His 1986 film Crocodile Dundee, made with business partner John Cornell, became an international hit.
In those heady days former Prime Minister Bob Hawke declared in the United States that he was from "Crocodile Dundee country".
The star and his homeland capitalised on the rugged individualist who was an emblem of every suburban Aussie's outback fantasies.
But times change. Despite Hogan's iconic "throw another shrimp on the barbie" ads, credited with doubling the number of American tourists Down Under in four years, he has become a remote figure in his own land.
It is claimed that millions of dollars of royalties were paid by 20th Century Fox to an array of tax structures stretching from Chile to the Antilles. Hogan and his family, it is said, drew funds from automatic teller machines using cards issued by banks in the tax havens.

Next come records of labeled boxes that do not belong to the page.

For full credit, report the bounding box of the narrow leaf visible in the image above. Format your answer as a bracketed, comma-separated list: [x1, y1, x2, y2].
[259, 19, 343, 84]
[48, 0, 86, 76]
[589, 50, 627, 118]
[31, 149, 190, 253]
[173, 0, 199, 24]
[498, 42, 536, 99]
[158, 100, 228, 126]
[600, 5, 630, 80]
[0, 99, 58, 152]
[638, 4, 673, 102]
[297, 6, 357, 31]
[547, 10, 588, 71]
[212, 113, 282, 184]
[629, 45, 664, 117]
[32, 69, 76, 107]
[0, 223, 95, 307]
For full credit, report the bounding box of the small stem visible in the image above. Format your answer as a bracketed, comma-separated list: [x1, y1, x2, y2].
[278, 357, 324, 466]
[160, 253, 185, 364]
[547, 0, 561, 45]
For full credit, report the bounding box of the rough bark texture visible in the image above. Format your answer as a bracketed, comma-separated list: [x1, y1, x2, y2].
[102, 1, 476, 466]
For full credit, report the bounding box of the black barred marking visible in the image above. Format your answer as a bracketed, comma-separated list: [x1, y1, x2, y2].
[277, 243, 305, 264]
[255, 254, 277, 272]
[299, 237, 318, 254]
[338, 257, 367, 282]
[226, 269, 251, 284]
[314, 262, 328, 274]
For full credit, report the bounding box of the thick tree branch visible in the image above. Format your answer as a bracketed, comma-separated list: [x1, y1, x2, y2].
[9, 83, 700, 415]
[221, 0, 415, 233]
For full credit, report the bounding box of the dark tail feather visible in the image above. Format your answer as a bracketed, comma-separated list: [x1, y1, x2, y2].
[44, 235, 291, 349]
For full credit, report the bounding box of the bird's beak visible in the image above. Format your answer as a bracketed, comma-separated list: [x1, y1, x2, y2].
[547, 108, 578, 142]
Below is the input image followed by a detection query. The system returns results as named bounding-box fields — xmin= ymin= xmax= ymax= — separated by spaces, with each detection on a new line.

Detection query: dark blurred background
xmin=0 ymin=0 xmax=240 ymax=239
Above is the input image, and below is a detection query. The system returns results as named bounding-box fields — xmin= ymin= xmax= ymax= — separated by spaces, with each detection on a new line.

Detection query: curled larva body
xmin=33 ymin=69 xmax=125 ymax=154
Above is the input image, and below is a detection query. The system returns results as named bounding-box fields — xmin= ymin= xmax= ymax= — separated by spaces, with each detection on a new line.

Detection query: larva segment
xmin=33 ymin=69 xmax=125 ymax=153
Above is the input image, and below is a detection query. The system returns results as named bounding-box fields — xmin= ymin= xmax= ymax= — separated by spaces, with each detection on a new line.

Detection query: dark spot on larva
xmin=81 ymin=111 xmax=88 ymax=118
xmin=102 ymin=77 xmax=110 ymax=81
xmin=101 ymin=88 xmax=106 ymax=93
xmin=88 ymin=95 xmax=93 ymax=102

The secretive Australian Crime Commission, which has controversial coercive examination powers, is said to want to question the actor about the arrangements and look into his account records.
"Operation Wickenby ... has identified numerous promoters and participants, including a number of prominent Australians, who are utilising offshore services to avoid tax liabilities," the commission's website says.
A Hogan source said any failure to pay tax was a result of ignorance rather than dishonesty. He said the investigation was most likely examining the role of Hogan's tax advisers and not the star himself, and that the advisers might not have understood Australia's tax laws.
The commission is investigating links between Hogan and two brothers, Philip and Richard Egglishaw, who work for Strachans, a Swiss firm of tax haven specialists.